O prefeito da cidade do Rio de Janeiro, Marcelo Crivella, que é evangélico, autorizou com o amparo de uma liminar concedida pelo Tribunal de Justiça do Rio, o recolhimento de obras literárias infanto-juvenis com conteúdo LGBT, como uma historia em quadrinhos de Super heróis da Marvel e um álbum de historinhas eróticas com desenhos infantis. A decisão judicial foi concedida na sexta (06.09) e deveria ser executada pelos fiscais da policia no sábado (07.09), mas a polêmica criada pela repressão às obras acabou tendo efeito reverso. As obras foram todas vendidas e se esgotaram em poucas horas. Os fiscais saíram de mãos vazias.
A polêmica causada pela “Caça às bruxas” durante a Bienal teve repercussão em todas as camadas jurídicas e artísticas. Houve protestos de escritores, grupos LGBT e de Youtubers, que classificaram a ação como um retrocesso à era das trevas que havia nos tempos da ditadura militar.

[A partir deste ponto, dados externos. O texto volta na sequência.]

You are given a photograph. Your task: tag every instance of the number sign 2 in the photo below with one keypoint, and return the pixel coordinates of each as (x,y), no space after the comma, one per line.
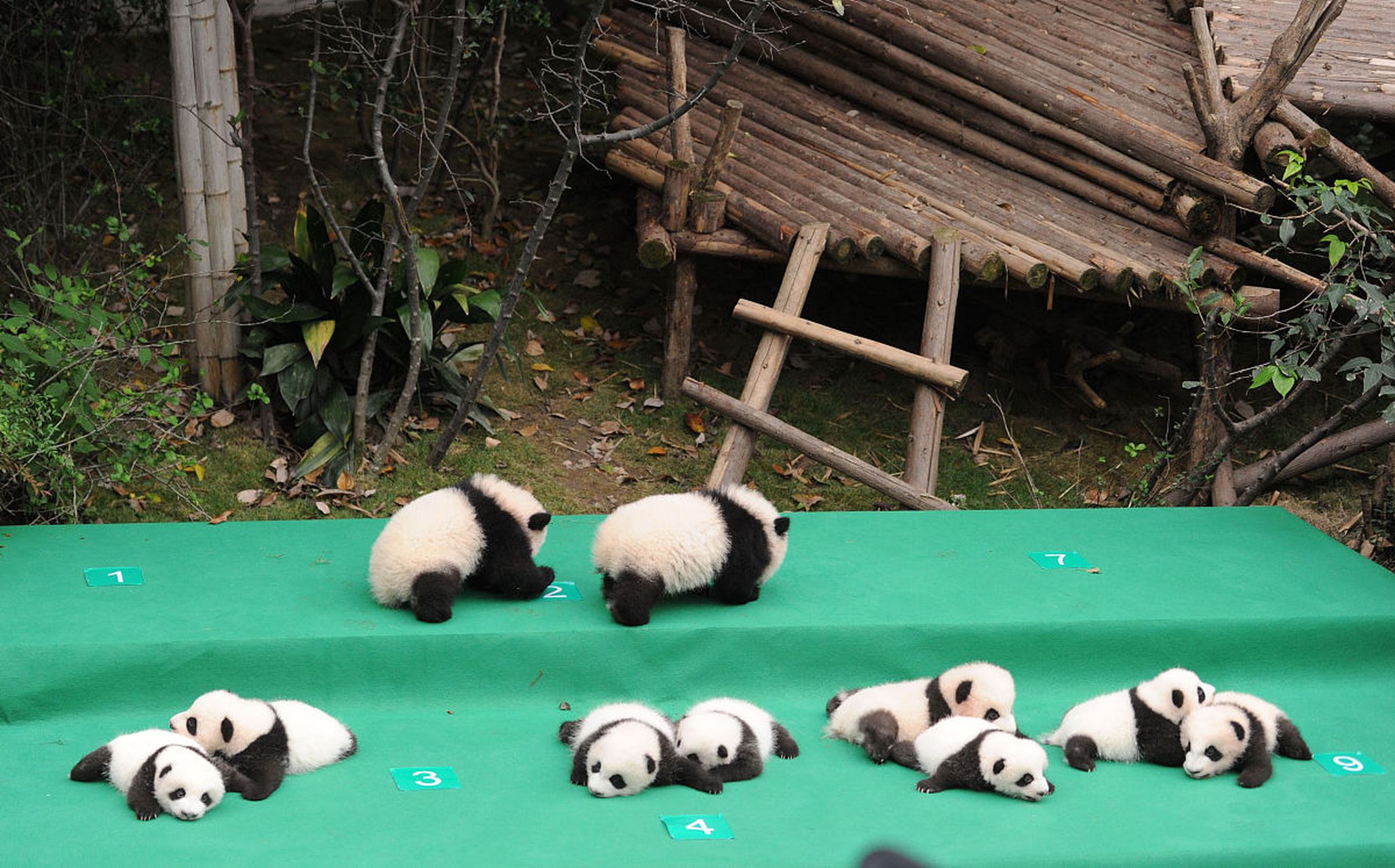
(102,577)
(1350,762)
(698,828)
(426,778)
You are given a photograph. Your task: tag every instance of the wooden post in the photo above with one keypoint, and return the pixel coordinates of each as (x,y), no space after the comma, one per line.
(720,145)
(765,368)
(886,355)
(923,454)
(748,418)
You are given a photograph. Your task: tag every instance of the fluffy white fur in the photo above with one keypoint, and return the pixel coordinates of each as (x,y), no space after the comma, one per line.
(631,749)
(191,771)
(680,538)
(993,693)
(710,725)
(1109,719)
(1020,757)
(438,530)
(314,738)
(1210,728)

Alguns observadores, porém, notam que houve um exagero em torno do fato, pois o prefeito não tinha intenção de realizar qualquer tipo de censura moral, mas sim de alertar os pais para supervisionar o que seus filhos iriam ver nessas obras que deveriam estar lacradas com plástico e com tarjas avisando sobre o conteúdo. A liminar foi derrubada pelo STF. O album de quadrinhos “Vingadores : A cruzada das crianças” mostrava apenas uma cena de beijo entre dois rapazes que estavam vestidos e a outra obra era uma sátira infantil com cenas eróticas que lembrava a antiga série “Amar é…” dos anos 70. Alguns Youtubers disseram que essa medida era desnecessária já que a história em quadrinhos citada não era voltada para crianças mas sim adolescentes, que já têm conhecimento desse tipo de temática. A revista era uma reedição de uma história lançada em 2012 por uma editora de quadrinhos no Brasil. Nos EUA, desde os anos 50, existia um selo de “Código de ética” nas capas dos gibis que avisava não haver conteúdo “Forte” naquelas historias. O selo foi banido em 2001 após uma história dos “X-Men”.
As obras eram comercializadas durante a décima nona “Bienal do Livro”, no Rio de Janeiro.